Б. П.: О Базарове, натурально, поговорим, но попозже. А сейчас вот что сказать нужно. Просвещенные люди давно уже догадались, что прославленные своей общественной актуальностью романы Тургенева – не главное у него. Причем догадались не позднее, как веховец Гершензон, а еще при жизни Тургенева. Об этом писал, например, Дружинин, человек тургеневской генерации и плеяды, идеалист сороковых годов. Послушаем Дружинина:
…какому из наших писателей сыпалось роз более, чем г. Тургеневу? Не один из даровитых повествователей наших бывал захваливаем до изнеможения, но кого из них захваливали более усердно и более бесцельно, если не г. Тургенева? Всякому из прежде действовавших и ныне трудящихся поэтов наша критика, между многими заблуждениями, высказывала что-нибудь дельное, что-нибудь применимое – но ни дельного, ни применимого не дождался от нее г. Тургенев. Похвалы, им возбужденные и пополнявшие собою сотни страниц, составляют сами по себе один неслыханный промах. Правда в них только одна, а именно, что г. Тургенев есть писатель высокого дарования, – других истин не ищите в отзывах нашей критики о Тургеневе. Чуть начинается речь о сущности дарования, всеми признанного и всеми любимого, ошибка садится на ошибку, ложный суд идет за ложным судом. В писателе с незлобной и детской душою ценителя видят сурового карателя общественных заблуждений. В поэтическом наблюдателе зрится им социальный мудрец, простирающий свои объятия к человечеству. Они видят художника-реалиста в пленительнейшем идеалисте и мечтателе, какой когда-либо являлся между нами. Они приветствуют творца объективных созданий в существе, исполненном лиризма и порывистой, неровной субъективности в творчестве. Им грезится продолжатель Гоголя в человеке, воспитанном на пушкинской поэзии, и слишком поэтическом для того, чтобы серьезно взяться за роль чьего-либо продолжателя. Одним словом, каждое слово, когда-либо у нас писанное о Тургеневе, кажется нам пустым словом.

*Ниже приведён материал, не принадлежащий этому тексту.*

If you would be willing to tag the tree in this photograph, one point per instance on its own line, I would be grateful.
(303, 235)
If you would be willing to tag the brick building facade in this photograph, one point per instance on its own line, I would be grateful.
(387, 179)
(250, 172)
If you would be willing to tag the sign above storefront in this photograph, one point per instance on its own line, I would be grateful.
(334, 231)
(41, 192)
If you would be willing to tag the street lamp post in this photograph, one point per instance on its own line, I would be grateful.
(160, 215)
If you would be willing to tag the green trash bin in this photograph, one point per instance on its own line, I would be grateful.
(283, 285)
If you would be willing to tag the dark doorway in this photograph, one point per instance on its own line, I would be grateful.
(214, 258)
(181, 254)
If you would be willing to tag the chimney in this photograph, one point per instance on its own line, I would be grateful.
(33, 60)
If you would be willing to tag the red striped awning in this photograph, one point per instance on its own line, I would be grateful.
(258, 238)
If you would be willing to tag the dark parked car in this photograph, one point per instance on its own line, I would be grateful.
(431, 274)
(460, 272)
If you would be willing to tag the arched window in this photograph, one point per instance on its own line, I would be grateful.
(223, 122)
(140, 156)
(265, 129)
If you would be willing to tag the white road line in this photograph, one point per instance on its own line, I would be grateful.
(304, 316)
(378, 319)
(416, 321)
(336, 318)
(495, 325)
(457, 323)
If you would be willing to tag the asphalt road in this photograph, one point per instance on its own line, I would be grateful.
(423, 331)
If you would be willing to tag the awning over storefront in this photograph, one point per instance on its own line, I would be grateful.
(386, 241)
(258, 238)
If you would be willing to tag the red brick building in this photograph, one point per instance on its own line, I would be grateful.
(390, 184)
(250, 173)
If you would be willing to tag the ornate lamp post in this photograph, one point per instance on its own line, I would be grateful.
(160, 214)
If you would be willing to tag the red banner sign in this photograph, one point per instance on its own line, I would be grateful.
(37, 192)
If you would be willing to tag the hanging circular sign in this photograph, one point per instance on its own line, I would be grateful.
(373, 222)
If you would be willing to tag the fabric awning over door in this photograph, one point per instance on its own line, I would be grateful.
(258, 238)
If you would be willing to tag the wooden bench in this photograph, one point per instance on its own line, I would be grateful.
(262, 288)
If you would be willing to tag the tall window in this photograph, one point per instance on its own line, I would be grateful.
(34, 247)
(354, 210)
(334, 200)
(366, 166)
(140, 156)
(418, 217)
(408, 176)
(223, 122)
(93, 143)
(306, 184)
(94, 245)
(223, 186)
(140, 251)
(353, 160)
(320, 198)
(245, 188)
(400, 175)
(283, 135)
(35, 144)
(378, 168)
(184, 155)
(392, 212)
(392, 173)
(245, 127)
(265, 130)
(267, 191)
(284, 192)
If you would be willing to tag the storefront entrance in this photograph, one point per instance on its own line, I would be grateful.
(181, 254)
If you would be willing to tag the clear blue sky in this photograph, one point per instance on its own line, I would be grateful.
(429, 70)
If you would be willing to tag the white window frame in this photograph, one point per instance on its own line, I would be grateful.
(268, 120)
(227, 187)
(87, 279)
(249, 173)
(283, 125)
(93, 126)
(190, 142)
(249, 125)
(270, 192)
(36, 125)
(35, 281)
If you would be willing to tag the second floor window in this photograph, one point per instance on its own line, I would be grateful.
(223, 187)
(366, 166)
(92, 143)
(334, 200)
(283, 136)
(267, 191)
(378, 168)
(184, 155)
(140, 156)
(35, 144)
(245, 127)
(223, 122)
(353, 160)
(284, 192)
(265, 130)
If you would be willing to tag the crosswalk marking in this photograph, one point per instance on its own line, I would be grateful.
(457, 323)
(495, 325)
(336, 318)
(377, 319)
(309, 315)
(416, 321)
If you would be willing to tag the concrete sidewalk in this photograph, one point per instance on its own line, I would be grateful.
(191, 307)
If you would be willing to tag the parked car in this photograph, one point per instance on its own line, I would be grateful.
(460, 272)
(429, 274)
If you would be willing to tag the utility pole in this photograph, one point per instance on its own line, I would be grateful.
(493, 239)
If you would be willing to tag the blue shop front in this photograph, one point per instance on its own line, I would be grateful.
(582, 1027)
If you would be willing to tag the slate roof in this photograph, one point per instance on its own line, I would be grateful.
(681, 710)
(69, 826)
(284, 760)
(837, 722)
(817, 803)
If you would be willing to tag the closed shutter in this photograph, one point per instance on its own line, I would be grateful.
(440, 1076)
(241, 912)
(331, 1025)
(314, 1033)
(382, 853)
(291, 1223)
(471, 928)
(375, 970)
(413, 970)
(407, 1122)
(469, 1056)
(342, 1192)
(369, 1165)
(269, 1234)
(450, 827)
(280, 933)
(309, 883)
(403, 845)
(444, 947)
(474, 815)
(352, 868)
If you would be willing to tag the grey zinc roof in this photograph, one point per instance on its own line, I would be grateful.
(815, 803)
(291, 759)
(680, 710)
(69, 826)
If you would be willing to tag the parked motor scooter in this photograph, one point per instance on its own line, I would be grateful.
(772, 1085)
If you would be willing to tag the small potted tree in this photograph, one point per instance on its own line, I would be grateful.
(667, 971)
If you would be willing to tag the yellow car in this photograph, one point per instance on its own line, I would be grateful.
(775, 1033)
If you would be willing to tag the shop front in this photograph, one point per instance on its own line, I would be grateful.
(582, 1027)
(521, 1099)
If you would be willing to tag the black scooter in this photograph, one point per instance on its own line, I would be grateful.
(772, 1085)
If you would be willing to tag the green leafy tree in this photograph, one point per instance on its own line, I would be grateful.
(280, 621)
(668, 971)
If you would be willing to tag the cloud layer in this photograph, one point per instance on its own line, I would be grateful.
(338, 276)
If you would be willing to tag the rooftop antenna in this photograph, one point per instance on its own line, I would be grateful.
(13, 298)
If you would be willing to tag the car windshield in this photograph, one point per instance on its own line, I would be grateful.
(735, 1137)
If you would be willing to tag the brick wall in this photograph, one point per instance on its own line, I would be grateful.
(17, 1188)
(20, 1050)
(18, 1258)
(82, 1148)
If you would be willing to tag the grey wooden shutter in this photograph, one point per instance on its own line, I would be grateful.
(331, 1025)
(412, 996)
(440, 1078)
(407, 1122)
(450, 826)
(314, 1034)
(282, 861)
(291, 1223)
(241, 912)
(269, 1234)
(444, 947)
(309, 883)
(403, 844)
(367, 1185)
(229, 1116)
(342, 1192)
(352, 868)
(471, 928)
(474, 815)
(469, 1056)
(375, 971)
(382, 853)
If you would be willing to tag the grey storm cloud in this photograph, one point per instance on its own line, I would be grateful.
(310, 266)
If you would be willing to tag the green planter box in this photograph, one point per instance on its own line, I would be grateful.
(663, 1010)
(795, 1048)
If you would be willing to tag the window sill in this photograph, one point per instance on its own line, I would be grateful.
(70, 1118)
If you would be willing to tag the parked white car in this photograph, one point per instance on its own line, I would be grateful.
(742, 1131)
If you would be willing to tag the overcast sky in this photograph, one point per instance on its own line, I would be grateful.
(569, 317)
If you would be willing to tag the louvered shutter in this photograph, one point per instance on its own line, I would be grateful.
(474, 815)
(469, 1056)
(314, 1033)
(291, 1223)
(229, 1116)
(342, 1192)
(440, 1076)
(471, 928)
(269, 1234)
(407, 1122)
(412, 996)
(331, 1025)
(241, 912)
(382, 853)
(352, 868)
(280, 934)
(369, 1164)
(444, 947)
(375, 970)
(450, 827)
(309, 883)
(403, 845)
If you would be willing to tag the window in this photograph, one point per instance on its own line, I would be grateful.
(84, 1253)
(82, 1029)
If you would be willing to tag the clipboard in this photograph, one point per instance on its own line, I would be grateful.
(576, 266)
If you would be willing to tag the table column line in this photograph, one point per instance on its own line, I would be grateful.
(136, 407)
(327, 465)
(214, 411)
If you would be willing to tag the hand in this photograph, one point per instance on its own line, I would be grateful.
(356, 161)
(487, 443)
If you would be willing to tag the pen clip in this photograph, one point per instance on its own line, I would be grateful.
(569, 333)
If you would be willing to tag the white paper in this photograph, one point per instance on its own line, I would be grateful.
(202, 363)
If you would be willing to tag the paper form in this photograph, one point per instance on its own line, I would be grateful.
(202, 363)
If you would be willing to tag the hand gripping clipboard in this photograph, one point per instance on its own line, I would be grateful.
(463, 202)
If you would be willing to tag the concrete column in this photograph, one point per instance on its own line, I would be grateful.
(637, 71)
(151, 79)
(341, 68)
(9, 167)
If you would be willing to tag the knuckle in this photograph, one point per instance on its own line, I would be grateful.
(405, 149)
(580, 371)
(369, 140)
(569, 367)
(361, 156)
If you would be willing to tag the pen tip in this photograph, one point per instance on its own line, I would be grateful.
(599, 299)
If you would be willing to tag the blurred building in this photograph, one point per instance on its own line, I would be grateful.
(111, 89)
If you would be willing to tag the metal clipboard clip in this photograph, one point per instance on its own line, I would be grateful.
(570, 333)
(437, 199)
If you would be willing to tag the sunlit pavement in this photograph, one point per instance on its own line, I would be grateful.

На основании неправильных отзывов, часто выражаемых красноречиво, даже восторженно, значительная часть читателей, составляющая понятия по вычитанным ею критикам, стала к г. Тургеневу в фальшивое положение. От него ждали того, чего он не мог дать, у него не наслаждались тем, что могло и должно было доставлять истинное наслаждение. Мальчики, еще не отделавшиеся от жорж-сандизма, стали глядеть на Тургенева как на представителя какой-то утопической мудрости, сейчас собирающегося сказать новое слово, имеющее оживить всю сферу дидактиков-мыслителей. Люди, любившие народный быт, глубоко его изучившие или знавшие его по опыту, требовали от нашего писателя безукоризненно верных картин простонародной жизни. Дилетанты литературы со всяким годом ждали от него какого-нибудь строгого повествования, которое по своей правильности, объективности лиц и гениальной соразмерности подробностей сейчас поступит в число перлов русской словесности.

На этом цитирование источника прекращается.